契約夫婦のはずが、極上の新婚初夜を教えられました
「心配するな。八重、お前には俺がいる。それに騙そうなんて思うな、いつもの八重でいい。肩の力を抜いてリラックスだ、いいな?」
 
 私の震えに気づいた大吾さんが、労わるように私の肩を抱く。優しくポンポンと撫でられると、それだけで震えが治まっていく。

 もしかして、大吾さんの手は魔法の手? なんて年甲斐もなく、そんな可愛いらしいことを考えたりなんかして。
 
 自分が可笑しくてふっと鼻で笑うと、背の高い大吾さんが少し屈んで私の顔を覗き込んだ。
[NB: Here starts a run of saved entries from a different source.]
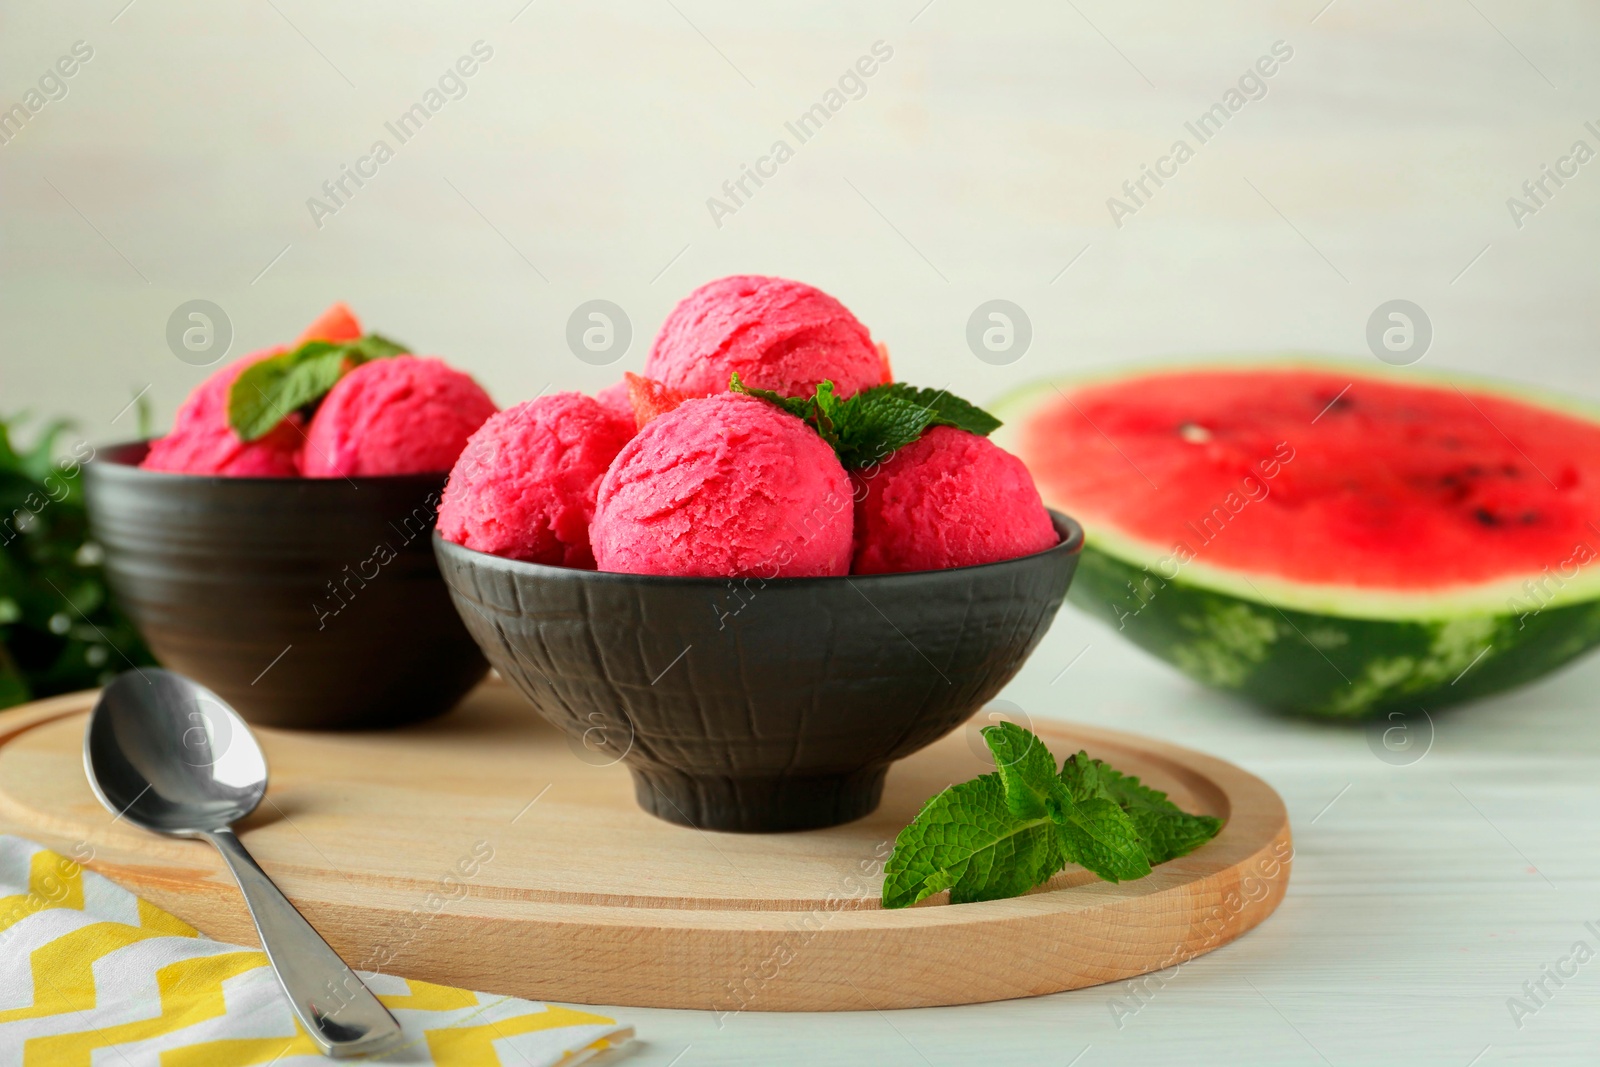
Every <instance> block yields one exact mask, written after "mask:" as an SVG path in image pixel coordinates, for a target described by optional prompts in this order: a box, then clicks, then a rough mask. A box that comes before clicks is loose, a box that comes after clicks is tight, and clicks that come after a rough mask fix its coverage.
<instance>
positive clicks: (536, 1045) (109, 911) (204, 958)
mask: <svg viewBox="0 0 1600 1067" xmlns="http://www.w3.org/2000/svg"><path fill="white" fill-rule="evenodd" d="M362 977H363V979H365V981H366V984H368V985H370V987H371V990H373V992H374V993H378V1000H381V1001H382V1003H384V1005H386V1006H387V1008H389V1011H392V1013H394V1016H395V1019H398V1021H400V1025H402V1027H403V1029H405V1033H406V1037H408V1038H410V1041H408V1045H406V1046H405V1048H402V1049H398V1051H395V1053H390V1054H387V1056H384V1057H381V1062H384V1064H408V1065H410V1064H438V1065H440V1067H446V1065H448V1067H458V1065H459V1067H480V1065H482V1067H498V1065H501V1064H504V1065H506V1067H523V1065H526V1067H546V1065H547V1064H562V1065H563V1067H568V1065H573V1064H581V1062H584V1061H587V1059H590V1057H592V1056H595V1054H597V1053H600V1051H603V1049H606V1048H613V1046H616V1045H619V1043H624V1041H627V1040H629V1038H632V1033H634V1032H632V1029H630V1027H627V1025H619V1024H618V1022H616V1021H614V1019H606V1017H605V1016H598V1014H592V1013H587V1011H579V1009H576V1008H562V1006H557V1005H541V1003H534V1001H528V1000H517V998H514V997H490V995H483V993H470V992H467V990H461V989H450V987H446V985H430V984H427V982H413V981H408V979H403V977H395V976H390V974H366V973H363V974H362ZM326 1062H328V1061H325V1059H323V1057H322V1056H318V1054H317V1049H315V1046H314V1045H312V1041H310V1038H309V1037H307V1035H306V1032H304V1030H302V1029H301V1027H299V1022H298V1021H296V1019H294V1016H293V1013H291V1011H290V1006H288V1001H286V1000H285V997H283V990H282V989H280V987H278V982H277V976H274V973H272V969H270V968H269V966H267V958H266V955H264V953H262V952H261V950H258V949H240V947H238V945H224V944H221V942H216V941H211V939H210V937H205V936H203V934H200V933H197V931H195V929H194V928H192V926H189V925H186V923H182V921H179V920H176V918H173V917H171V915H168V913H166V912H163V910H160V909H157V907H154V905H150V904H147V902H146V901H141V899H139V897H136V896H134V894H131V893H128V891H126V889H123V888H120V886H117V885H115V883H112V881H107V880H106V878H102V877H99V875H96V873H93V872H90V870H85V869H83V867H82V865H80V864H78V862H75V861H72V859H69V857H66V856H61V854H58V853H53V851H50V849H46V848H42V846H38V845H35V843H32V841H27V840H22V838H19V837H10V835H0V1067H147V1065H149V1067H245V1065H246V1064H261V1065H272V1067H293V1065H309V1064H326Z"/></svg>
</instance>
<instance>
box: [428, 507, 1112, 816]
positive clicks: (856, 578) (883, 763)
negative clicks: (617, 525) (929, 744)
mask: <svg viewBox="0 0 1600 1067" xmlns="http://www.w3.org/2000/svg"><path fill="white" fill-rule="evenodd" d="M1053 518H1054V523H1056V530H1058V531H1059V533H1061V537H1062V541H1061V544H1058V545H1056V547H1053V549H1048V550H1045V552H1038V553H1035V555H1029V557H1022V558H1018V560H1006V561H1002V563H989V565H984V566H966V568H955V569H947V571H918V573H912V574H862V576H848V577H803V579H773V581H762V579H758V577H749V579H734V581H730V579H702V577H653V576H640V574H613V573H603V571H598V573H597V571H578V569H565V568H555V566H541V565H536V563H522V561H517V560H504V558H499V557H493V555H486V553H482V552H474V550H470V549H462V547H461V545H456V544H451V542H448V541H443V539H442V537H438V536H435V537H434V547H435V550H437V553H438V561H440V569H442V571H443V574H445V581H446V582H448V584H450V592H451V597H453V598H454V601H456V608H458V609H459V611H461V617H462V621H466V624H467V629H469V630H470V632H472V635H474V637H475V638H477V641H478V645H480V646H482V648H483V653H485V654H486V656H488V659H490V662H491V664H494V667H496V669H498V670H499V672H501V675H504V677H506V678H507V680H510V681H512V683H514V685H515V686H517V688H518V689H520V691H522V693H523V694H525V696H526V697H528V699H530V701H531V702H533V705H534V707H536V709H538V710H539V713H541V715H544V717H546V718H547V720H550V721H552V723H555V725H557V726H560V728H562V729H565V731H566V733H568V736H570V737H571V745H573V750H574V752H576V753H578V755H579V757H581V758H586V760H589V761H592V763H608V761H616V760H619V758H621V760H626V761H627V765H629V769H630V771H632V773H634V782H635V789H637V795H638V801H640V805H642V806H643V808H645V809H648V811H651V813H654V814H658V816H661V817H664V819H669V821H672V822H680V824H686V825H696V827H701V829H715V830H750V832H766V830H798V829H814V827H824V825H835V824H838V822H848V821H850V819H856V817H861V816H864V814H867V813H870V811H872V809H874V808H877V805H878V798H880V795H882V789H883V776H885V773H886V771H888V765H890V763H891V761H893V760H898V758H901V757H906V755H910V753H912V752H915V750H917V749H922V747H923V745H926V744H930V742H933V741H936V739H939V737H942V736H944V734H947V733H949V731H952V729H955V728H957V726H958V725H962V723H963V721H965V720H966V718H970V717H971V715H973V712H976V710H978V709H979V707H982V705H984V702H987V701H989V699H992V697H994V696H995V694H997V693H998V691H1000V688H1002V686H1003V685H1005V683H1006V681H1010V680H1011V677H1013V675H1016V672H1018V670H1019V669H1021V665H1022V662H1024V661H1026V659H1027V656H1029V654H1030V653H1032V651H1034V648H1035V646H1037V645H1038V641H1040V638H1042V637H1043V635H1045V630H1048V629H1050V622H1051V619H1054V614H1056V611H1058V608H1059V606H1061V600H1062V597H1064V595H1066V592H1067V585H1069V584H1070V581H1072V573H1074V569H1075V566H1077V560H1078V550H1080V547H1082V542H1083V531H1082V530H1080V528H1078V525H1077V523H1074V522H1072V520H1070V518H1066V517H1064V515H1058V514H1053Z"/></svg>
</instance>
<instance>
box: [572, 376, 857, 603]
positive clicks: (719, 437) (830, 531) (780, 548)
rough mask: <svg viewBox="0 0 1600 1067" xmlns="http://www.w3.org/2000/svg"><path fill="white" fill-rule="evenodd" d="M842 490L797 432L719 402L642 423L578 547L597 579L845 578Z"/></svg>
mask: <svg viewBox="0 0 1600 1067" xmlns="http://www.w3.org/2000/svg"><path fill="white" fill-rule="evenodd" d="M851 525H853V517H851V498H850V478H848V477H846V475H845V469H843V467H840V466H838V458H837V456H835V454H834V450H832V448H829V446H827V443H826V442H822V438H821V437H818V434H816V432H814V430H813V429H811V427H808V426H806V424H805V422H802V421H800V419H797V418H795V416H792V414H787V413H786V411H779V410H778V408H774V406H773V405H770V403H766V402H765V400H757V398H754V397H746V395H739V394H726V392H725V394H720V395H715V397H707V398H702V400H688V402H685V403H682V405H680V406H677V408H675V410H672V411H669V413H666V414H662V416H659V418H656V419H653V421H651V422H650V424H648V426H646V427H645V429H643V430H640V432H638V435H637V437H634V440H632V442H629V443H627V446H626V448H624V450H622V453H621V454H619V456H618V458H616V461H614V462H613V464H611V470H608V472H606V477H605V480H603V482H602V483H600V494H598V499H597V502H595V517H594V523H592V525H590V526H589V539H590V542H592V544H594V550H595V560H597V561H598V565H600V569H602V571H626V573H630V574H683V576H701V577H717V576H726V577H736V576H757V577H810V576H819V574H845V573H848V571H850V531H851Z"/></svg>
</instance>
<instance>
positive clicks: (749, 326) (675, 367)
mask: <svg viewBox="0 0 1600 1067" xmlns="http://www.w3.org/2000/svg"><path fill="white" fill-rule="evenodd" d="M734 373H738V374H739V379H741V381H742V382H744V384H746V386H750V387H755V389H771V390H774V392H779V394H782V395H786V397H808V395H811V392H813V390H814V389H816V384H818V382H821V381H822V379H829V381H832V382H834V390H835V392H837V394H838V395H840V397H850V395H851V394H856V392H861V390H862V389H870V387H872V386H882V384H883V382H886V381H890V374H888V365H886V362H885V357H883V355H880V354H878V350H877V349H875V347H874V344H872V336H870V334H869V333H867V328H866V326H862V325H861V322H859V320H856V317H854V315H851V314H850V309H848V307H845V306H843V304H840V302H838V301H835V299H834V298H832V296H829V294H827V293H824V291H822V290H818V288H813V286H810V285H805V283H802V282H787V280H784V278H765V277H760V275H734V277H731V278H718V280H717V282H709V283H706V285H702V286H701V288H698V290H694V291H693V293H690V294H688V296H686V298H683V301H682V302H680V304H678V306H677V307H674V309H672V314H670V315H667V322H666V323H662V326H661V333H659V334H658V336H656V342H654V346H651V349H650V357H648V358H646V360H645V374H646V376H648V378H654V379H656V381H661V382H664V384H666V386H669V387H670V389H675V390H678V392H682V394H688V395H693V397H709V395H710V394H718V392H725V390H726V389H728V379H730V378H731V376H733V374H734Z"/></svg>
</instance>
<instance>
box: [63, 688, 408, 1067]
mask: <svg viewBox="0 0 1600 1067" xmlns="http://www.w3.org/2000/svg"><path fill="white" fill-rule="evenodd" d="M83 766H85V769H86V771H88V776H90V785H91V787H93V789H94V795H96V797H99V798H101V803H102V805H106V806H107V808H109V809H110V811H114V813H117V814H118V816H120V817H123V819H126V821H128V822H133V824H134V825H138V827H142V829H146V830H150V832H154V833H171V835H174V837H198V838H205V840H208V841H211V843H213V845H216V851H219V853H222V859H224V861H226V862H227V867H229V870H232V872H234V878H235V880H237V881H238V888H240V889H242V891H243V894H245V904H246V905H248V907H250V917H251V918H253V920H256V931H259V934H261V947H262V949H266V950H267V958H269V960H270V961H272V968H274V969H275V971H277V974H278V982H280V984H282V985H283V992H285V993H288V998H290V1005H291V1006H293V1008H294V1014H296V1016H299V1021H301V1022H302V1024H304V1025H306V1030H307V1033H310V1037H312V1040H314V1041H315V1043H317V1045H318V1046H320V1048H322V1051H323V1054H326V1056H358V1054H365V1053H376V1051H384V1049H387V1048H389V1046H390V1045H394V1043H398V1038H400V1024H398V1022H395V1017H394V1016H392V1014H389V1009H387V1008H384V1006H382V1005H381V1003H378V998H376V997H373V992H371V990H370V989H366V985H363V984H362V979H358V977H357V976H355V973H354V971H352V969H350V968H347V966H346V965H344V960H341V958H339V955H338V953H336V952H334V950H333V949H330V947H328V942H326V941H323V939H322V937H320V936H318V934H317V931H315V929H312V926H310V923H307V921H306V920H304V917H301V913H299V912H296V910H294V905H293V904H290V902H288V899H286V897H285V896H283V893H280V891H278V888H277V886H275V885H272V878H269V877H267V873H266V872H264V870H261V867H258V865H256V861H254V859H251V856H250V853H246V851H245V846H243V845H242V843H240V841H238V838H237V837H235V835H234V830H232V825H234V822H237V821H238V819H243V817H245V816H248V814H250V813H251V811H254V809H256V805H259V803H261V798H262V797H264V795H266V792H267V761H266V758H264V757H262V755H261V745H258V744H256V737H254V736H253V734H251V733H250V726H246V725H245V720H243V718H240V717H238V713H237V712H235V710H234V709H232V707H229V705H227V702H226V701H222V697H219V696H218V694H216V693H213V691H211V689H206V688H205V686H202V685H198V683H195V681H190V680H189V678H186V677H182V675H179V673H173V672H170V670H160V669H154V667H146V669H144V670H128V672H123V673H120V675H117V678H114V680H112V683H110V685H107V686H106V689H104V691H102V693H101V696H99V701H98V702H96V704H94V710H93V712H90V723H88V728H86V729H85V731H83Z"/></svg>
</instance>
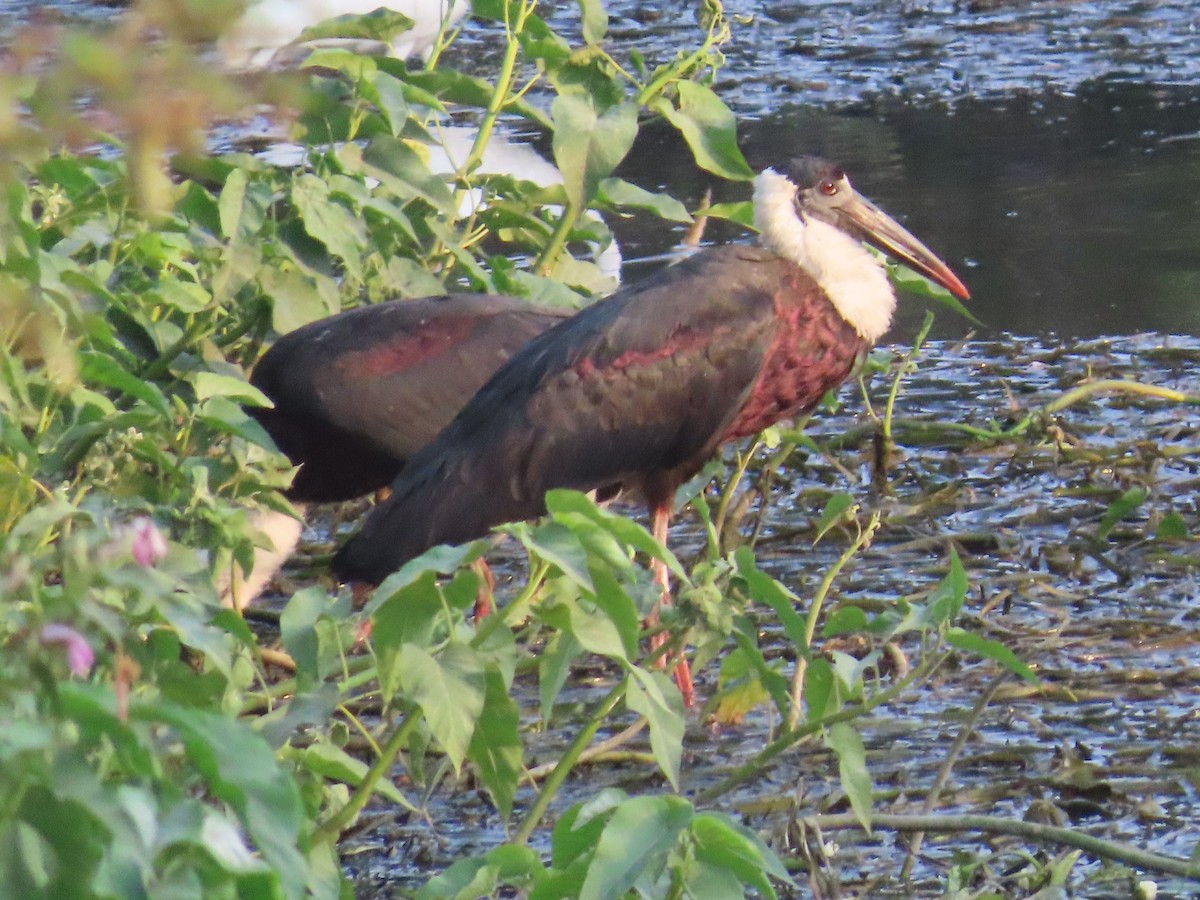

眉目秀麗な顔がぐっと近くなり、心臓がバクバクと音を立てる。

「な、なんですか、いきなり」
「笑うから、余裕なのかと思って?」
「余裕なんてありません。さっきからいろいろと、いっぱいいっぱいです」
 
 それに引き換え大吾さんは突然現れたときからずっと余裕綽々、涼しげな顔をしている。これは、経験の差なのだろうか。
 
 大吾さんがどんな恋愛をしてきたのかは知らないけれど、男性が三十三年も生きてこれば、酸いも甘いも嚙み分けてきたはずだ。その中でひとりくらいは、結婚したいと思った女性がいたっておかしくない。
 
 そう思うと勝手にため息が漏れ、また胸がちくっと痛む。

 ホント、さっきから一体なんなのよ……。
 
 ドキドキしたりバクバクしたり、挙句の果てにはチクチク痛んだりして。今日の私の胸は、いつにも増して忙しい。